萩尾望都SF原画展「萩尾望都トークショー」に小池修一郎氏がゲスト出演

 

「ポーの一族」「トーマの心臓」などの名作を生んだカリスマ的漫画家、萩尾望都氏のさまざまなジャンルの作品のなかから1975年に発表した「11人いる!」に代表されるSF作品に特化した「萩尾望都SF原画展」が2016年から全国を巡回現在最後の地、大阪あべのハルカス近鉄本店ウィング館4階第2催会場で19日まで開催されている。その最終日前日の18日、宝塚歌劇団演出家の小池修一郎氏をゲストに迎えて萩尾望都トークショーが開かれた。会場は熱心なファンで満員の盛況だった。

 

全国各地で開催されてきたこの展覧会、コロナ禍で中断を余儀なくされ最後の地、大阪まで6年もかかる長丁場となったが、ようやく最終の地に到達、大阪だけのスペシャル企画として「百億の夜と千億の昼」より新たなカラー原画と漫画原稿の展示があるなどファンなら見逃せない原画展となった。

 

そしてこの6年の間に「ポーの一族」の連載再開と念願の宝塚での舞台化があり、萩尾望都という名前がさらに大きくクローズアップされた6年間でもあった。SF原画展のトークショーではあるものの、萩尾氏たってのリクエストで小池氏を指名、小池氏も多忙なスケジュールを調整して駆けつけ、豪華な顔合せのトークショーが実現した。

 

甲南女子大学メディア表現学科で少女漫画を研究されている増田のぞみ教授の司会で始まったトークショー、まずは原画展の目玉「百億の夜と千億の昼」創作のきっかけからスタート。主人公の阿修羅を少女と設定したことに対して小池氏「宝塚をご覧になっていたことからの影響でしょうか」と質問萩尾氏は1960年代、中学、高校の3年間、大阪・吹田市に住んでいたことがあり、その時に「霧深きエルベのほとり」など何回か宝塚を観劇しているのだとか、そこで宝塚が萩尾作品に影響を与えているのではないかという質問だったのだが萩尾氏は「宝塚のスケールの大きさ、美を追求する姿勢は素晴らしく大好きです」と答えたが「私のイメージとしては手塚治虫さんのメトロポリスにでてくるヒロインの影響が強かったと思う」と答えて小池氏をがっかりさせる一幕も。「でも手塚さんは宝塚に大きな影響を受けていらっしゃるので、手塚さんを通して宝塚の影響を受けていらっしゃることにしましょう」と強引にこじつけて会場のファンの笑いを誘っていた。

 

小池氏と萩尾氏の出合いは1985618日。
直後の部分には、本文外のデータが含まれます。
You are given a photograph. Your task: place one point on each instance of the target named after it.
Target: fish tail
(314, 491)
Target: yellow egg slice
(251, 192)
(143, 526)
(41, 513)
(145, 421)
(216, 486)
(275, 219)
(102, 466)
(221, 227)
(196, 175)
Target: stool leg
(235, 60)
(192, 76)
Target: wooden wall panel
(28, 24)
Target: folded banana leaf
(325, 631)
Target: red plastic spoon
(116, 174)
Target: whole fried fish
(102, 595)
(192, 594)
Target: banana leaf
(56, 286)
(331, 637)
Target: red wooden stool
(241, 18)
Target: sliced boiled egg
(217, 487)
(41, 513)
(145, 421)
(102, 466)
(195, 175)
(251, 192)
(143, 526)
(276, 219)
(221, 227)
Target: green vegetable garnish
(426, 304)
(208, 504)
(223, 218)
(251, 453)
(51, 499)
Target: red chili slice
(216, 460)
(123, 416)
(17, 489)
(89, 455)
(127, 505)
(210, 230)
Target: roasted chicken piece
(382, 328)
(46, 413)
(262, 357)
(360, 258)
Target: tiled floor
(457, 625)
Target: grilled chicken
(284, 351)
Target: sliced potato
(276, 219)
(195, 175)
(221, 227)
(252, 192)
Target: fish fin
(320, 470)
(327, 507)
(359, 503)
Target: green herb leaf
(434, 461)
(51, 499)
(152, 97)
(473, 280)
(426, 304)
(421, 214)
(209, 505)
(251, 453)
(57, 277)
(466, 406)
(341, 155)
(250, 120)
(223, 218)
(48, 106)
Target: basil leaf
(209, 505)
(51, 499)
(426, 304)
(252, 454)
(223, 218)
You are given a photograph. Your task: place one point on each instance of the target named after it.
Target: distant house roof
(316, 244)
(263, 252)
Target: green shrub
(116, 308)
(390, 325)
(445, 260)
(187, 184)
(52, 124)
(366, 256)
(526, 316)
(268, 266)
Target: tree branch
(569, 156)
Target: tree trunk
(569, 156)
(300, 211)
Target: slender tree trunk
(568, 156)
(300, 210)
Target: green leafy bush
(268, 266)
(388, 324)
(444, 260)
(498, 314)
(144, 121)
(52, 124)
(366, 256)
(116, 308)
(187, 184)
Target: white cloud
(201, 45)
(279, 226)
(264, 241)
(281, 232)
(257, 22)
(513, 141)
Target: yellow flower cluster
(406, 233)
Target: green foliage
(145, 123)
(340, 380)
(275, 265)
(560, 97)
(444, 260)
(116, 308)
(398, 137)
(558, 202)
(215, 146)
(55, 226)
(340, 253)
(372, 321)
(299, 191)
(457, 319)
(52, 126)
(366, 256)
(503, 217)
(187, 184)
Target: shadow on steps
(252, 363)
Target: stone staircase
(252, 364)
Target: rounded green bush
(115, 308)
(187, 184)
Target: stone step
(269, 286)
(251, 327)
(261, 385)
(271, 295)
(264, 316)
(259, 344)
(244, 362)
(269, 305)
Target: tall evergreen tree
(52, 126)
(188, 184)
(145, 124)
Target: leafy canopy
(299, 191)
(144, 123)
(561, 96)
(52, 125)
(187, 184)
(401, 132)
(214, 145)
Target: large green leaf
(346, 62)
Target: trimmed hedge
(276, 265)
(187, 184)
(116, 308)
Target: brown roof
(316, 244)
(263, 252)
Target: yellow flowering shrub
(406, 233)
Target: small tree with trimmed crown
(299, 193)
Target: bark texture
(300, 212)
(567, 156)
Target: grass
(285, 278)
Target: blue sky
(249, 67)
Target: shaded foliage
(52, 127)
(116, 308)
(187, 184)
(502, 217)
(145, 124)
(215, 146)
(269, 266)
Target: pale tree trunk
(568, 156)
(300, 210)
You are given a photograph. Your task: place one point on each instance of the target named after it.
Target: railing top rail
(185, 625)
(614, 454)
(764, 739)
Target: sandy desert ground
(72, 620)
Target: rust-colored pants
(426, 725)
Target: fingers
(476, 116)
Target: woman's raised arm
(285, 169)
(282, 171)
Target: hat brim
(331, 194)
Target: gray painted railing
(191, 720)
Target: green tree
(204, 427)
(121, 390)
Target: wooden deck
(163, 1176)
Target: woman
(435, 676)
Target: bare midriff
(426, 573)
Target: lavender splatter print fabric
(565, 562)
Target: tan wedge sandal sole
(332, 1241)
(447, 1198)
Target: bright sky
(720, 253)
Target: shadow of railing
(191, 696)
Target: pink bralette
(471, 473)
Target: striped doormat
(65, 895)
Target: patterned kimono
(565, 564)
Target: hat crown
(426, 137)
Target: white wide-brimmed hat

東京宝塚劇場での花組公演「哀しみのコルドバ」新人公演終了後の帝国ホテルの喫茶室で偶然となり合わせになったことからだった。この時のことはすでに、いろんなところで小池氏が語っているが、その後、後日談があったことがこの日明らかに。萩尾氏が舞台の脚本を依頼された時、小池氏からもらった名刺を思い出し「この人なら」と台本の手直しを依頼したのだが、小池氏は送られてきた台本を見て「絵とセリフが混在、意味不明でどうご返事しようかと思っていた時に、その台本を落としてしまい前後が分からなくなって」そのままになってしまったのだとか。そんなこんなで萩尾氏との交流が続き「いつかポーの一族の舞台化を」と約束、33年が過ぎた。

 

「ポーの一族」舞台化が実現したのは2018年正月。「明日海りおという14歳のエドガーを演じることができるスターが出てきてくれたからできました。33年待っていた甲斐があったと思う」と小池氏。萩尾氏も「本当に待っていた甲斐があましたね」と明日海エドガーのすばらしさを称賛。小池氏はまた当時の花組のメンバーが「ポーの一族」を舞台化するにあたって適材適所であったことも成功の原因だったと分析していた。

 

宝塚公演後の男女版上演について、萩尾氏は「宝塚版はファンタジーとしてよかったけれど男女版も現実味があってまた違った良さがありました。本当にありがとうございました」と両方のバージョンに満足されている様子だった。

 

2人のトークはそのほかにもいろんな分野におよび約二時間たっぷり。今後の二人の予定としては、萩尾氏が「ポーの一族」の続編でアランをどう生き返らせるか現在秘策を練っているところと、そのアイデアの一部を披露、集まったファンから大きな拍手がわきおこった。一方、小池氏は来年4月、宙組の真風涼帆がジェームズ・ボンドに扮する007シリーズ第一作「カジノロワイヤル」宝塚版演出が決定。「ダニエル・クレイグがボンド役を卒業、次回作のボンドが誰になるかまだ分からない時に宝塚でやるという発表があったので、次回作のボンドは女性が演じる男役というニュースが全世界的に流れたみたいで注目度の高さに驚きましたが、最近のハイテクな007ではなくショーン・コネリー的なアナログな世界を再現したい」と構想を話していた。